Do NOT create memories for:

  • Temporary context (current file paths, transient issues)
  • Common knowledge available elsewhere
  • Trivial or throwaway information
  • Content that changes frequently

Atomic Memory Principles

Each memory must pass the atomicity test:

  1. Can you understand it at first glance?
  2. Can you title it in 5-50 words?
  3. Does it represent ONE concept/fact/decision?

Constraints

Field Limit Guidance
Title 200 chars Short, searchable phrase
Content 2000 chars Single concept (~300-400 words)
Context 500 chars WHY this matters
Keywords 10 max For semantic clustering
Tags 10 max For categorization

Importance Scoring

Score Use For
9-10 Personal facts, foundational patterns
8-9 Critical solutions, major decisions
7-8 Useful patterns, preferences
6-7 Milestones, specific solutions
5-6 Minor context (use sparingly)

Project Discovery

Before creating memories, find the correct project:

  1. Get current repo - Check the git remote:

    git remote get-url origin
    

    Extract the repo identifier (e.g., ScottRBK/forgetful-plugin)

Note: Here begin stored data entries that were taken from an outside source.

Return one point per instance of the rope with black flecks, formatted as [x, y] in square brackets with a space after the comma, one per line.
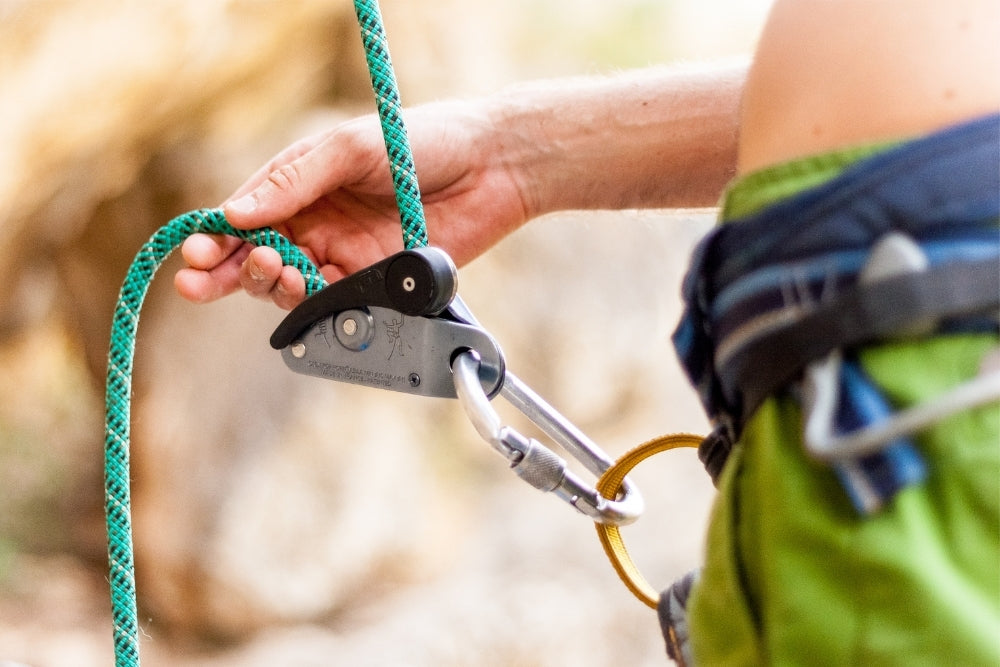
[140, 274]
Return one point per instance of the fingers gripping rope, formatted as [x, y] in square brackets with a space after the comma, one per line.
[117, 430]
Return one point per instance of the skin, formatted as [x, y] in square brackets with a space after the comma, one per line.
[826, 74]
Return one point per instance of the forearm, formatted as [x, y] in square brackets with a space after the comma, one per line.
[662, 137]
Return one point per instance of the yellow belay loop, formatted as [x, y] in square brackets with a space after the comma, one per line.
[611, 539]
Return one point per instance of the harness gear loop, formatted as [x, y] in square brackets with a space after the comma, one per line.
[610, 536]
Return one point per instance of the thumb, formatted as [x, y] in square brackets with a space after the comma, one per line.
[275, 199]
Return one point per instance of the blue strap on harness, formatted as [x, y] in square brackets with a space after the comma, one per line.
[753, 279]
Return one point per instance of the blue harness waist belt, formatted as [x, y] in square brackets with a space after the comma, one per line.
[770, 293]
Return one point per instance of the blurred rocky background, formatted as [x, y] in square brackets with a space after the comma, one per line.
[286, 520]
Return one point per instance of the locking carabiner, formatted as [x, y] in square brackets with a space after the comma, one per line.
[531, 460]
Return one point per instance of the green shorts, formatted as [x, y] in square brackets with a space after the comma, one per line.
[794, 575]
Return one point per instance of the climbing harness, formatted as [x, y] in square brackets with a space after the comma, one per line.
[902, 244]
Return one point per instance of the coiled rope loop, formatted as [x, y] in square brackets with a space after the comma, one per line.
[118, 398]
[133, 293]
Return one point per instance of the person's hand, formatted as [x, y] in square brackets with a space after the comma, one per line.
[331, 195]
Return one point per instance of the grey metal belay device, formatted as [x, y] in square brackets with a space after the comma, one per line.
[399, 325]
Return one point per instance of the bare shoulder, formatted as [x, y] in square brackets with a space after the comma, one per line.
[831, 73]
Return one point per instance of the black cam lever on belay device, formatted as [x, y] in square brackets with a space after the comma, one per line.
[399, 325]
[395, 325]
[422, 281]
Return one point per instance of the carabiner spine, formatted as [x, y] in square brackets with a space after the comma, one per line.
[531, 460]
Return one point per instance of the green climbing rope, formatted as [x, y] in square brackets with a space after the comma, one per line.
[119, 392]
[390, 112]
[126, 319]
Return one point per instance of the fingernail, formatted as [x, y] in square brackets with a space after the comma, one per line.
[256, 273]
[245, 204]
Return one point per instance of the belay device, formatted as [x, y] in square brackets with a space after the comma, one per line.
[395, 325]
[399, 325]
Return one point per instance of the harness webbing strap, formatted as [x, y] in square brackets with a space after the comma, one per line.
[858, 315]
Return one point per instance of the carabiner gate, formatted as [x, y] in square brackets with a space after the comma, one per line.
[530, 459]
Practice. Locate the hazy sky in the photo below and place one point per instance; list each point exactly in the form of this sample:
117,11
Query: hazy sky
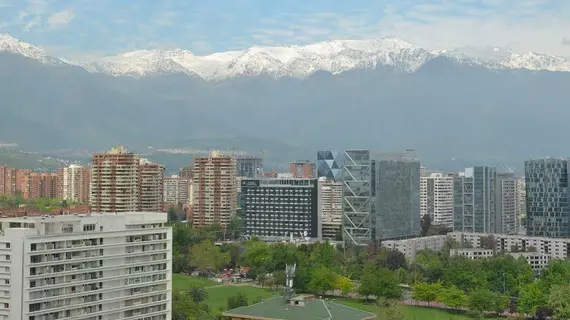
85,28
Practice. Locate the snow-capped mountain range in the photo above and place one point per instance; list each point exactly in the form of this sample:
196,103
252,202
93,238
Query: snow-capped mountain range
334,56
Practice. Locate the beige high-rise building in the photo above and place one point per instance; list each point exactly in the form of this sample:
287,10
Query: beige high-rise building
214,191
329,206
115,181
176,190
73,183
436,198
7,181
151,184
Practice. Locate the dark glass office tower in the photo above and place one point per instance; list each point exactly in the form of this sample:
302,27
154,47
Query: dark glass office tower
381,195
548,210
474,200
329,164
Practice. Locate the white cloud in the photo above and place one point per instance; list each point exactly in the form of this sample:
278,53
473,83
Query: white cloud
60,18
29,25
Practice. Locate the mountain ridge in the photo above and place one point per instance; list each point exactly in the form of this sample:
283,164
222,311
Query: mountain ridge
296,61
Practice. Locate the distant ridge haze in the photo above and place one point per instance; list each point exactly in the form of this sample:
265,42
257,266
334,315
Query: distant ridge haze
381,94
335,56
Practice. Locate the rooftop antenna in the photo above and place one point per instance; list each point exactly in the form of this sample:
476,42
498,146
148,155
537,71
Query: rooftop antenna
290,275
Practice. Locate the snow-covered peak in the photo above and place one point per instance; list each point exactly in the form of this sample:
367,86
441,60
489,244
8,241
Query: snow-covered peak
13,45
334,56
536,61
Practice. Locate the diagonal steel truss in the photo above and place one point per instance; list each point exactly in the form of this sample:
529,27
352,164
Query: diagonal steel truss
357,203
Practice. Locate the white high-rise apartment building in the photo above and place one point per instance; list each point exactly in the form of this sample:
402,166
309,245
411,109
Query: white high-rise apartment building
86,267
74,181
329,204
176,190
436,198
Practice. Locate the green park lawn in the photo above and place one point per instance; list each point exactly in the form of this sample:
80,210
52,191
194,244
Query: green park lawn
414,313
218,296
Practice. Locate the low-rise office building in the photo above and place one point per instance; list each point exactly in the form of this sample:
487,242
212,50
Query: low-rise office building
410,247
86,267
277,208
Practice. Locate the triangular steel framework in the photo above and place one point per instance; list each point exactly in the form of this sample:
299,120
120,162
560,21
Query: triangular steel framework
357,202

  2. Search by repo - Filter projects directly:

    execute_forgetful_tool("list_projects", {"repo_name": "owner/repo"})
    
  3. Use the project_id - Never assume project 1 - always discover first

If no project exists for the current repo:

  • Ask user if they want to create one (with repo_name set)
  • Or scope the memory without a project_id (global memory)

Query Before Create

Always check for existing memories before creating:

execute_forgetful_tool("query_memory", {
  "query": "<topic of potential new memory>",
  "query_context": "Checking for existing memories before creating",
  "k": 5
})

If similar memory exists:

  • Update it instead of creating duplicate
  • Or mark it obsolete if superseded
  • Or link new memory to existing one

Announcing Memory Operations

When creating a memory (importance >= 7), announce:

💾 Saved to memory: "[title]"
   Tags: [tags]
   Related: [auto-linked memory titles]

When querying, summarize:

Found X memories about [topic]:
- [Memory 1]: [brief insight]
- [Memory 2]: [brief insight]

Content That's Too Long

If content exceeds 2000 chars:

  1. Use create_document for full content
  2. Extract 3-5 atomic memories as entry points
  3. Link memories to document via document_ids

Example: Architecture overview (document) → separate memories for each layer/decision.


Tool Quick Reference

Common tools you can call directly via execute_forgetful_tool(tool_name, args):

Memory Tools

Tool Required Params Description
query_memory query, query_context Semantic search
create_memory title, content, context, keywords, tags, importance Store atomic memory
get_memory memory_id Get full memory details
update_memory memory_id PATCH update fields
link_memories memory_id, related_ids Manual bidirectional linking
mark_memory_obsolete memory_id, reason Soft delete with audit
get_recent_memories (none) Recent memories list

Project Tools

Tool Required Params Description
list_projects (none) List all projects
create_project name, description, project_type Create project container
get_project project_id Get project details

Entity Tools

Tool Required Params Description
create_entity name, entity_type Create org/person/device
search_entities query Text search by name/aka
link_entity_to_memory entity_id, memory_id Link entity↔memory
get_entity_memories entity_id All memories for entity
create_entity_relationship source_entity_id, target_entity_id, relationship_type Knowledge graph edge

Document & Code Artifact Tools

Tool Required Params Description
create_document title, description, content Long-form content
create_code_artifact title, description, code, language Reusable code

Full schemas: See TOOL_REFERENCE.md for complete parameter details and examples.